IKZF3 amplification occurs frequently in breast cancer with a prevalence of 12-15%
To systemically investigate commonly amplified genes in human breast cancer, we queried 4 major databases deposited in cBioPortal [18], including the Breast Invasive Carcinoma TCGA PanCancer data [21], the AACR Project GENIE Consortium[22], the Metastatic Breast Cancer DFCI-Profile cohort [23, 24], and the TCGA METABRIC cohort[25, 26]. We confined our query to specifically include patients with invasive ductal breast carcinoma (IDC). From the aforementioned databases in cBioPortal, the frequency of amplified genes was listed and ranked in each database. We used an arbitrary cutoff of 10% frequency for gene amplification, i.e. only genes with a ≥ 10% amplification frequency were selected for further analysis. We discovered that there was a vast difference between databases of numbers of gene amplification reported with ≥10% frequency.

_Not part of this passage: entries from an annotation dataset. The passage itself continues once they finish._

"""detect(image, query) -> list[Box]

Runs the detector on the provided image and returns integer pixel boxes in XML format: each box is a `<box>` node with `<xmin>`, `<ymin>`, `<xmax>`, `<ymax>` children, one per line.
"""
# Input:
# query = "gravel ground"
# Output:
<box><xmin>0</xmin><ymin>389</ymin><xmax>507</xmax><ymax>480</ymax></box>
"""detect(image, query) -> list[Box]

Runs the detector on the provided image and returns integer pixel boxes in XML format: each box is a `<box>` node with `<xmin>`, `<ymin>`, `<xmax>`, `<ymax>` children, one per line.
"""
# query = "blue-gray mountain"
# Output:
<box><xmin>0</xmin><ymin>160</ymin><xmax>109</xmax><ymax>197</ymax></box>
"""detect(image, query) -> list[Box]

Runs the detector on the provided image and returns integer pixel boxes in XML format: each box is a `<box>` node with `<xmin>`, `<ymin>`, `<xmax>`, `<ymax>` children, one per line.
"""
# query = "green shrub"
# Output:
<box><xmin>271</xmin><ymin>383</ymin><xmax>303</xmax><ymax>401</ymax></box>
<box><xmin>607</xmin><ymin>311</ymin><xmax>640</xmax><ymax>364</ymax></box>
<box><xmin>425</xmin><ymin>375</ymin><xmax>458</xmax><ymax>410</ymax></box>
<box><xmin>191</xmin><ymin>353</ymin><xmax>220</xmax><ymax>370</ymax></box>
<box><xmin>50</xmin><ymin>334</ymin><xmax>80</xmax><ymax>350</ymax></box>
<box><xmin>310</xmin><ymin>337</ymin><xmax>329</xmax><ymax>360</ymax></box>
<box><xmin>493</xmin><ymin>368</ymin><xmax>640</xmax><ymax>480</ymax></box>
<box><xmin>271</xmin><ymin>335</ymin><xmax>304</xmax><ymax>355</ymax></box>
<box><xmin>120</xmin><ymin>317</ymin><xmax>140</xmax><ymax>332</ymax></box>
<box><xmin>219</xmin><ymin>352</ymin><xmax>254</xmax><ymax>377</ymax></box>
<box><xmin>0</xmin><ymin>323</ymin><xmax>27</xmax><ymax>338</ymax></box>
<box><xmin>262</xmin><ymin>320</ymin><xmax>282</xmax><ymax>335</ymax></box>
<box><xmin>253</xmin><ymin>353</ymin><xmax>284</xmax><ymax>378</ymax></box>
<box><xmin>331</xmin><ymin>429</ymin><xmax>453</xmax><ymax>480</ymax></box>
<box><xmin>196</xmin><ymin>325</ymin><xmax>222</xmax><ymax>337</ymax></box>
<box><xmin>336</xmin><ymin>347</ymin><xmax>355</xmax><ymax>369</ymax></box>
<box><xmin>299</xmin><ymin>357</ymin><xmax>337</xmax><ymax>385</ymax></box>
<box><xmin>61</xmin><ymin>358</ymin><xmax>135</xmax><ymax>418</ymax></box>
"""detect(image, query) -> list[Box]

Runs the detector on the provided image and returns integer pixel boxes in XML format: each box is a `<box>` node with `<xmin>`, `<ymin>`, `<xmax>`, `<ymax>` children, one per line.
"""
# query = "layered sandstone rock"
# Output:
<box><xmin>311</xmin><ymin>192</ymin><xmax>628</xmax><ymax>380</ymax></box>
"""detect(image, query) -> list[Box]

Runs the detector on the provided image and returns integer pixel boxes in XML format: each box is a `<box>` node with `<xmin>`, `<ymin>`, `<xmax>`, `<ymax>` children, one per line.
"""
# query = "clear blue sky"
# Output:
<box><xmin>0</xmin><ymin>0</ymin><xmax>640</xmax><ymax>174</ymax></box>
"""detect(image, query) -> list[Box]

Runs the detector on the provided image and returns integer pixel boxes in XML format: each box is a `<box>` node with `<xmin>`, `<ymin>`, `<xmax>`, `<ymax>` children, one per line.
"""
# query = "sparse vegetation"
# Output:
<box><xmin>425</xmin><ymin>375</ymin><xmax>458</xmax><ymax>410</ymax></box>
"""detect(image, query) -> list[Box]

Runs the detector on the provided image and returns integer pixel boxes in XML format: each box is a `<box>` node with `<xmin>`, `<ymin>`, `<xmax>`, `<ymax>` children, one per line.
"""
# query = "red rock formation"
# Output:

In the TCGA METABRIC and PanCancer cohorts, the numbers of amplified genes with ≥10% frequency were 1579 and 476, respectively, while in AACR genie and the DFCI cohort (which was curated under the AACR-genie program), the numbers of amplified genes were 19 and 3, respectively. This may be related to the threshold of gene amplification reporting, as AACE-genie guidelines state only CNAs with a ploidy of 5 or higher are reported as gene amplification[27]. Nevertheless, the 3 genes from the DFCI cohort (IKZF3, CCND1, ERBB2 ) were consistently reported as amplified in the all 4 cohorts (Fig. 1A, table 1). An additional 11 genes (COL22A1, FGFR1, SETDB1, FGF19, UBR5, FGF4, NSD3, MYC, TG, PDE4DIP, FGF3) were reported as amplified in the AACR-genie, TCGA-METABRIC and TCGA-Pancancer cohorts but not in the DFCI cohort. Therefore we concluded that IKZF3, CCND1, ERBB2 was consistently reported as amplified in human breast cancers, regardless of different cutoff criterion.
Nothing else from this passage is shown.